A key point: you should hash, not encrypt, passwords. Encryption is reversible, which means a stolen key exposes every password. Hashing has no key to steal and is irreversible by design. (See Hashing vs Encryption.)
At login, the system hashes the submitted password and compares it to the stored hash — it never needs the original.
How Salting Works
Plain hashing has a flaw: the same password always yields the same hash. Attackers exploit this with rainbow tables (precomputed hashes of common passwords) and by spotting users who share a password.
A salt fixes this — a unique random value mixed into each password before hashing:
hash("hunter2" + salt_A) = 9c1f... (user A)
hash("hunter2" + salt_B) = 4be8... (user B)
Same password, different stored hashes. Rainbow tables become useless because the attacker would need a separate table per salt. The salt isn't secret — it's stored alongside the hash — its job is uniqueness, not concealment.
Why Fast Hashes Like SHA-256 Are Wrong for Passwords
SHA-256 is a great general hash, but it's too fast for passwords. A modern GPU computes billions of SHA-256 hashes per second, so even salted SHA-256 falls to brute force for weak passwords.
Password hashing needs to be deliberately slow and resource-intensive. That's what purpose-built password hashers do:
| Algorithm | Why it's good |
|---|---|
| bcrypt | Adjustable "cost factor"; battle-tested for 20+ years |
| scrypt | Memory-hard — resists GPU/ASIC attacks |
| Argon2 | Modern winner of the Password Hashing Competition; tunable time + memory |
These automatically generate and embed a salt, and let you increase the work factor as hardware gets faster. Generate examples with our Bcrypt Generator and Argon2 Generator. For htaccess-based auth, the Htpasswd Generator produces bcrypt entries. Compare the two leaders in bcrypt vs Argon2.
A bcrypt Hash, Decoded
bcrypt packs everything into one string:
$2b$12$Gm9.../Kbq3...e
│ │ └ salt + hash
│ └ cost factor (2^12 = 4096 iterations)
└ algorithm version
Because the salt and cost are embedded, verification needs only the stored hash and the candidate password.
How Attackers Crack Weak Hashes
Even with hashing, weak setups fall:
- Unsalted or fast hashes (MD5/SHA-256): rainbow tables and GPU brute force.
- Low work factor: bcrypt with too low a cost is brute-forceable.
- Weak passwords: no algorithm saves "123456" — combine hashing with length requirements and breach-password checks.
The defense stack: a slow, salted hash + a sane work factor + strong password policies.

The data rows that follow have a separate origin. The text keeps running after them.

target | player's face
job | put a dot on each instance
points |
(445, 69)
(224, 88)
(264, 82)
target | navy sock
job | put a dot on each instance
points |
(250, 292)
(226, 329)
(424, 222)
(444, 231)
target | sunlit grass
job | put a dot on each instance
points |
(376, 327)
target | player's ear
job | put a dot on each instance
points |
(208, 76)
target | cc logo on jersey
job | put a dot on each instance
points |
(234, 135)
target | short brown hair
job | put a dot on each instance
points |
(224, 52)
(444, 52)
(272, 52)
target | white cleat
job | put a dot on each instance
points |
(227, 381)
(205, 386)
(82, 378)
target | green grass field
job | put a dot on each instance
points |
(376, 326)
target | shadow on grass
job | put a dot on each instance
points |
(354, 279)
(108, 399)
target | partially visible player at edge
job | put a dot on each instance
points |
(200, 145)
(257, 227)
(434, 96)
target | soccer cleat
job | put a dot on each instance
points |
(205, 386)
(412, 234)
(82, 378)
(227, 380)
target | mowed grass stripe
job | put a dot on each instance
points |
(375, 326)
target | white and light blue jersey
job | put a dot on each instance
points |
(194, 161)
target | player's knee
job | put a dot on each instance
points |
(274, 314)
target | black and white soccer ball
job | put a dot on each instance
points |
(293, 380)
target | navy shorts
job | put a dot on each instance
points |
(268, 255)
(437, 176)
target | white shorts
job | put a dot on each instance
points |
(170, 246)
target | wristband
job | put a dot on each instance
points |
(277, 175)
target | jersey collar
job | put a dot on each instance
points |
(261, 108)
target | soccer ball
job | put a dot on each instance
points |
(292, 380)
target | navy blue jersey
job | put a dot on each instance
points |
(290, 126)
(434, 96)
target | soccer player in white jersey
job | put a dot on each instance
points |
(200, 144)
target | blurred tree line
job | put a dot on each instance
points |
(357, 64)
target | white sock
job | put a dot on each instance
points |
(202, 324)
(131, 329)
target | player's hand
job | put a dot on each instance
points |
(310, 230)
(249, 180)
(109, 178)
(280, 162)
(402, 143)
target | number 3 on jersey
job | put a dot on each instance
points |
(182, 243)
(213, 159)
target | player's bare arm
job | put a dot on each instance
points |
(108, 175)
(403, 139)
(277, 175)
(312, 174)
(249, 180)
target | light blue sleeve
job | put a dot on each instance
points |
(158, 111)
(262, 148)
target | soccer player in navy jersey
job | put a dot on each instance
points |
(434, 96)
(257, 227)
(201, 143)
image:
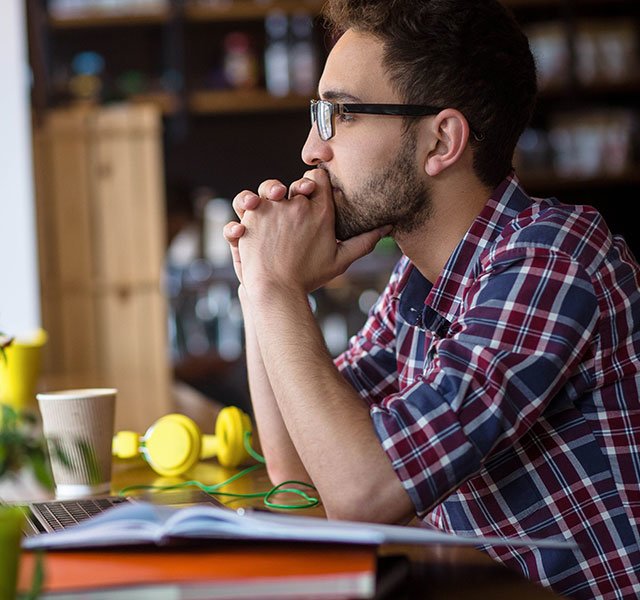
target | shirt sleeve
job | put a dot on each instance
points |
(369, 362)
(523, 326)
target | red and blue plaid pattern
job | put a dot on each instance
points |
(506, 395)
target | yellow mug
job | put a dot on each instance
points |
(20, 371)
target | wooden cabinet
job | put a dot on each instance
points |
(582, 145)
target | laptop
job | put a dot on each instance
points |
(56, 515)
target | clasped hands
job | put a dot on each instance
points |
(285, 239)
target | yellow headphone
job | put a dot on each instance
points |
(174, 443)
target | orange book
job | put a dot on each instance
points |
(261, 571)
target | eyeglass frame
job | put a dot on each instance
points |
(401, 110)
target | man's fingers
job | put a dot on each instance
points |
(233, 232)
(245, 200)
(304, 187)
(272, 189)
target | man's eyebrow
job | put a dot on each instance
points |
(338, 96)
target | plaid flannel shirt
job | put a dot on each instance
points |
(506, 395)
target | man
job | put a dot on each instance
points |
(494, 388)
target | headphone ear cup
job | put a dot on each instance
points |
(231, 426)
(172, 445)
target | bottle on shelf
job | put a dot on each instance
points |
(240, 64)
(303, 62)
(276, 56)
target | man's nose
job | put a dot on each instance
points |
(315, 150)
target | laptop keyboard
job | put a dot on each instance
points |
(61, 514)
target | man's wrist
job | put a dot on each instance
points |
(270, 293)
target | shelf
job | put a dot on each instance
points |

Frequently Asked Questions
What is a password hash? The irreversible output of running a password through a hashing algorithm, stored instead of the plaintext password so the original is never saved.
Why are passwords hashed instead of encrypted? Encryption is reversible — a stolen key exposes every password. Hashing has no key and can't be reversed, so it's safer for stored credentials.
What is salting and why does it matter? A salt is a unique random value added to each password before hashing. It ensures identical passwords get different hashes and defeats rainbow-table attacks.
What is the best password hashing algorithm? Argon2 is the modern recommendation; bcrypt is a proven, widely supported choice. Avoid fast hashes like MD5 or plain SHA-256.
Can a hashed password be cracked? Weak or unsalted hashes can be. A salted, slow hash (bcrypt/Argon2) with a high work factor makes cracking strong passwords impractical.
Related Reading
Get password hashing right and a breach becomes a manageable incident instead of a catastrophe: salt every password, use bcrypt or Argon2, and turn up the work factor as hardware improves.